As a legislator, his work focuses on issues of labor and health. One favorite project: an organ transplant bill benefiting people with AIDS. Before his election as a state representative, he served as Mayor Daley’s Liaison the Gay and Lesbian community. Previous careers included being a social work administrator and a Los Angeles police officer. He retired in January of 2007.

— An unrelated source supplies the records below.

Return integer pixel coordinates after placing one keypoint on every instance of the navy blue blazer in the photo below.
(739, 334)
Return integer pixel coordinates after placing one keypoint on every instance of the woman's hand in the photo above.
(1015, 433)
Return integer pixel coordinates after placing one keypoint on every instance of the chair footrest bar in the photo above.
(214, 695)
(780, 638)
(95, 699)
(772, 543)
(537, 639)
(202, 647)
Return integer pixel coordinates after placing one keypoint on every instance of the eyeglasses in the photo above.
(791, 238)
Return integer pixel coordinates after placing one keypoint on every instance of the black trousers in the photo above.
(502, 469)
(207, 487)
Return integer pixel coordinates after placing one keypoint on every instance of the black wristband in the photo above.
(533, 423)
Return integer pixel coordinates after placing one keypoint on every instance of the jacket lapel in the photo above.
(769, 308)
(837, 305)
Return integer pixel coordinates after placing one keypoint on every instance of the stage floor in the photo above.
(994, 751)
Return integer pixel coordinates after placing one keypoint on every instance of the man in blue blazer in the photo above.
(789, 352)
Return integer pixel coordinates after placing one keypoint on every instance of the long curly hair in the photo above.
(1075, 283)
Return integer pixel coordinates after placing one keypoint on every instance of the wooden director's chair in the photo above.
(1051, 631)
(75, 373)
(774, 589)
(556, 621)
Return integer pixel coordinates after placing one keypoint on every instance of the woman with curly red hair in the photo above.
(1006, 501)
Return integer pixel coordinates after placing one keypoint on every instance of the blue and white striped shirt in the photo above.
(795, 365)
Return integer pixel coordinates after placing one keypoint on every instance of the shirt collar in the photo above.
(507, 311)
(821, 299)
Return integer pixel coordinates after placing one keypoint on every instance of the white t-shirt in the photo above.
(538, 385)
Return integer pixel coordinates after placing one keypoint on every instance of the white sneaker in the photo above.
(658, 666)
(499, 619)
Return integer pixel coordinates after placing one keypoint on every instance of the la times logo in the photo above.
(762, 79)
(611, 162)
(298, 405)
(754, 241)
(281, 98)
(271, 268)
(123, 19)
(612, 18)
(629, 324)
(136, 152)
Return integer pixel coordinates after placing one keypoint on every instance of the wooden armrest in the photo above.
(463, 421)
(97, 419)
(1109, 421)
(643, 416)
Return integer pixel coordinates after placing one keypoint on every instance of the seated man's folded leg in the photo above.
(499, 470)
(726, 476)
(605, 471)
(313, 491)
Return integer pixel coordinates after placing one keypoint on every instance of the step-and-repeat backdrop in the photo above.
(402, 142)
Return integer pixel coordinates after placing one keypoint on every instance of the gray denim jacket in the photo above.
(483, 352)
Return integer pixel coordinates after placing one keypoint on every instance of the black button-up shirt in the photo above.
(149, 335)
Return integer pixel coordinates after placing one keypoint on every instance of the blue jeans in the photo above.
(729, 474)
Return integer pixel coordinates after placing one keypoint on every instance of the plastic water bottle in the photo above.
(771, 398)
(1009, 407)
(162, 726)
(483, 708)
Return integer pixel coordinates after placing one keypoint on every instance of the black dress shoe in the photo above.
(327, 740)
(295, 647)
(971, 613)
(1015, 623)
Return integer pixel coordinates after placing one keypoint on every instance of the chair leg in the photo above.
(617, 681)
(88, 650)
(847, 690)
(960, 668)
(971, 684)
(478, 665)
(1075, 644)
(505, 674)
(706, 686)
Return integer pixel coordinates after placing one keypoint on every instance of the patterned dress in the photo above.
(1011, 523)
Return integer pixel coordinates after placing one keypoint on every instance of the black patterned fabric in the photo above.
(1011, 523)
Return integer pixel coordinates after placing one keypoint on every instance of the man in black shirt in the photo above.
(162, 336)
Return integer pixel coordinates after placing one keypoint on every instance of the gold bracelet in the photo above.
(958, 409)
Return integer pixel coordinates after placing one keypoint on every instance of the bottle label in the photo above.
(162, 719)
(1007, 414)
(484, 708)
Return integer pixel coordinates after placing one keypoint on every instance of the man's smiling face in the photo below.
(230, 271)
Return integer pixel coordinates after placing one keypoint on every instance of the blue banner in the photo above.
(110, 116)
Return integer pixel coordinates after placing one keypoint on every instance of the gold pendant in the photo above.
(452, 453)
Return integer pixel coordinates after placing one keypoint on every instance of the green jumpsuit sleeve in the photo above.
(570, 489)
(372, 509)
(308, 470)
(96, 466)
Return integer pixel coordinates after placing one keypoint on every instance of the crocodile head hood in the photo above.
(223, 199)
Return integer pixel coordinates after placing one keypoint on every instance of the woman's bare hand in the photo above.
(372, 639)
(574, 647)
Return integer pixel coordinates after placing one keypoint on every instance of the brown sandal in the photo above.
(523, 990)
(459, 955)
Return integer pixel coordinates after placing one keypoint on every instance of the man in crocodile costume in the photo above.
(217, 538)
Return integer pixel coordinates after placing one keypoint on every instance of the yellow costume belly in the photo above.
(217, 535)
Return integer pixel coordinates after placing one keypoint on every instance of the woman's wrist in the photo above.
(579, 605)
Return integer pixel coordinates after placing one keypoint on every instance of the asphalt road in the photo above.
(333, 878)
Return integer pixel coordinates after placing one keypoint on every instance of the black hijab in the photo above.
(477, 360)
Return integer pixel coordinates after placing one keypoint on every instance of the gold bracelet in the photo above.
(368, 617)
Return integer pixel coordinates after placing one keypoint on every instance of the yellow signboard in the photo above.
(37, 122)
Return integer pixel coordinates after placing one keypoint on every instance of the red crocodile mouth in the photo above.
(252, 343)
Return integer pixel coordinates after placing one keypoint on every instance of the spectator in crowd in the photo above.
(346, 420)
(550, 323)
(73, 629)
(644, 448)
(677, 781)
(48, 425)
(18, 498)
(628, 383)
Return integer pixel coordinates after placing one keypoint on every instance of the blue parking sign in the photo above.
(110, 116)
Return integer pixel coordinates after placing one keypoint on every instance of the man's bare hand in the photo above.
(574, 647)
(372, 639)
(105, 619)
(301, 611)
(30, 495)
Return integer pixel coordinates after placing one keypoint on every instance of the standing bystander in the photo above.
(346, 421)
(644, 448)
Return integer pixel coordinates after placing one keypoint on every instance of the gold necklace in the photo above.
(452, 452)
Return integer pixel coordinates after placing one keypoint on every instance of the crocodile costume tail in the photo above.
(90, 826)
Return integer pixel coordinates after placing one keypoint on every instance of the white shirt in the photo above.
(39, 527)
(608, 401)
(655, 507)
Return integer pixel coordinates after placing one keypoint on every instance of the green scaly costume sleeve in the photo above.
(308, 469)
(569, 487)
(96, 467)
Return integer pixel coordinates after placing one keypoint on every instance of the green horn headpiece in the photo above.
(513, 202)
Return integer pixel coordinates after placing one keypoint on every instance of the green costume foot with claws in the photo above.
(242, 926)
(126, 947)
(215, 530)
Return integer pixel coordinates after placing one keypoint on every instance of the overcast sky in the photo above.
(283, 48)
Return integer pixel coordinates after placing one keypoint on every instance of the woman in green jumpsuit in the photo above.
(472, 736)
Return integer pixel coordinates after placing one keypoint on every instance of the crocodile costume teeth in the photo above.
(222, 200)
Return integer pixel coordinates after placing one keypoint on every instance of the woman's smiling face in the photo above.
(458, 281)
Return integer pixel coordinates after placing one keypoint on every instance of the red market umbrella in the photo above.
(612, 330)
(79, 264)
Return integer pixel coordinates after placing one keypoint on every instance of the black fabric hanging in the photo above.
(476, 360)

"I ran for office, which was a pretty grueling experience. Not really knowing for sure how this HIV-thing, or being openly gay, how it was gonna manifest itself, and how people would react to it. But I had that mantra that I talked about: This is no different than the issues men and women with breast cancer, prostate cancer, cervical cancer are dealing with." Springfield, Illinois.
17 of 19
Larry has known for 20 years that he is HIV-positive. He buried his partner, Ray, at a time when it was not unusual to attend 5, 6 funerals per month: “It was early in the epidemic, I said, well, I’ll be dead within a year. For some reason, I don’t know why, I am here 17 years later, and he’s dead. I still miss him greatly. Most of my friends are dead. So many of my contemporaries are dead. There’s a whole generation that disappeared in the male gay community. Early infected, didn’t have the drugs, the treatment, the continuity of care. I didn’t think I was gonna live much longer, I kept making these three-year plans. I wanted to do something that made a difference. And I got to the end of the three years, and hell, I’m not dead yet. So I made another 3-year commitment. I’ve given up on doing that, it just doesn’t make any sense…” In 2005, McKeon became ill with cancer related to his HIV infection, and took a long time to recover from the chemo and radiation therapies. He had to suspend his HIV medications while going through the cancer treatment, and has since struggled to find a drug regimen that keeps the virus at bay with the least number of side effects." Larry suffered a stroke and passed away two years into his retirement. Springfield, Illinois.
18 of 19
Robert, now 75, at a performance with his chorale during a Memorial service concert remembering those lost to HIV/AIDS.
"The chorale was my last attempt at anything professional. It really was an incredible and exciting time, making a difference in the lives of others, as well as in my own life. To inspire men who had the virus and give them an outlet for their talents. And I think it also helped in the healing and the well-being of each individual.
And the sound was just incredible—mature voices, and they were all spirituals. It was so emotional and inspirational… But we didn’t get very far. I had to actually disband the chorale because I had become ill. Again… One illness after the other. One bout with this or that. Cancer, skin cancer, pneumonia… It has ruined my life for the last 15 years."
New York, New York.
19 of 19
"I lived more than a year and a half with measurable two T-cells. I heard all from ‘he has another year,’ ‘he has another month,’ ‘if he lives this month out, he’ll be lucky’… But today I feel like, that is certainly not the case any longer. And even if I were to die tomorrow or the next day, I don’t have that sense of doom and destiny.
Now it is about living for me. It is about happiness. It is about trying to experience as much of life’s beauty that I can experience in the next… in the rest of my life. It would be also about companionship, about sharing with someone. And I believe it will happen. I’m at that crossroads at the moment. And it’s a beautiful time in my life." New York, New York.